Talk of the Ottoman ascendancy necessarily involves the Byzantine death-spiral, so this is good discussion. However, I'll ward against fatalist thinking with regard to either 'empire'. Neither was 'doomed' to succeed or fail.
Byzantium post-1204 was
not nearly as mortally wounded as a superficial understanding of their history often conveys. The lands of the imposter [Latin] Empire were retaken by the Palaiologid Nicaean Empire, Constantinople restored as capital, and the other despotates subdued and, if not re-conquered outright, at least made subject to the Emperor in Constantinople. For a while---indeed, until the rise of the house of Osman---it seemed as though the 'Byzantines' would regain much of their former glory and reconstitute into a modern feudal state.
I'm not sure what the conversion of Osman I to either Christianity or a different Muslim sect would do to the Byzantine decline. Probably, not much. But that, I think, is where the conversation should focus---because the main effect of the rise of the 'Ottomans' was the downfall and supplanting of the defunct Empire with their own. The region (Balkans + Anatolia) would have had a dominant 'empire' either way. The geography and demographics of the time created a gravity well toward which the various polities spiraled; a race to the bottom, so to speak, toward Empire.

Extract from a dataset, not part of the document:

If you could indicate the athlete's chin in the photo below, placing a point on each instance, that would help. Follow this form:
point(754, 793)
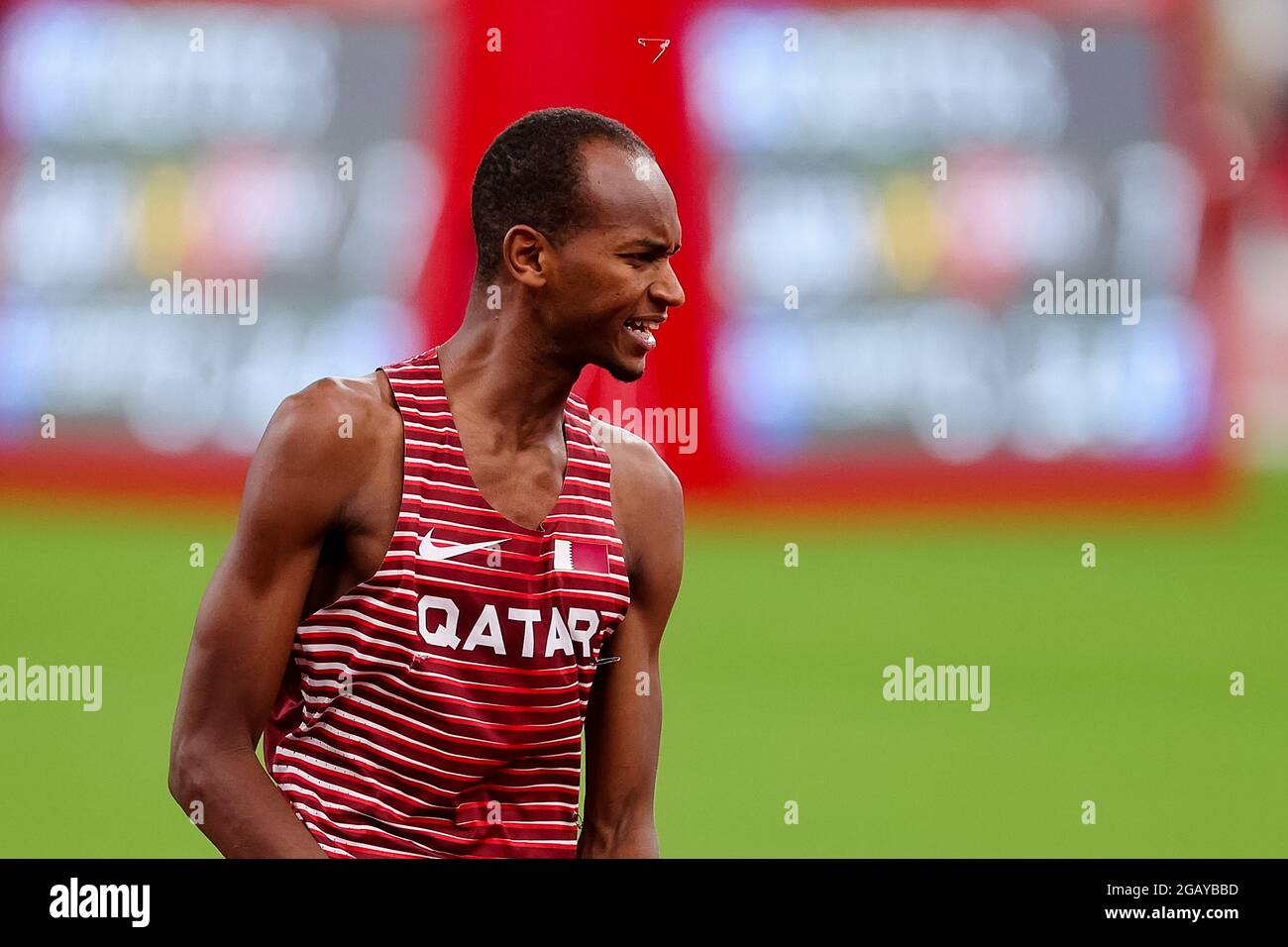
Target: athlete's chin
point(625, 368)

I'm interested to hear what suggestions others have as to which existing polity at the time could have filled the role played historically by the house of Osman, if the latter is taken out of the equation. Would the Palaiologids have ever gotten their shit completely together, as they started to in the 1260s? Was the existence of a strong, self-sustaining Christian Empire in this region a nonstarter after the 13th century? As a follow-up, was a Muslim Empire in the region an inevitability?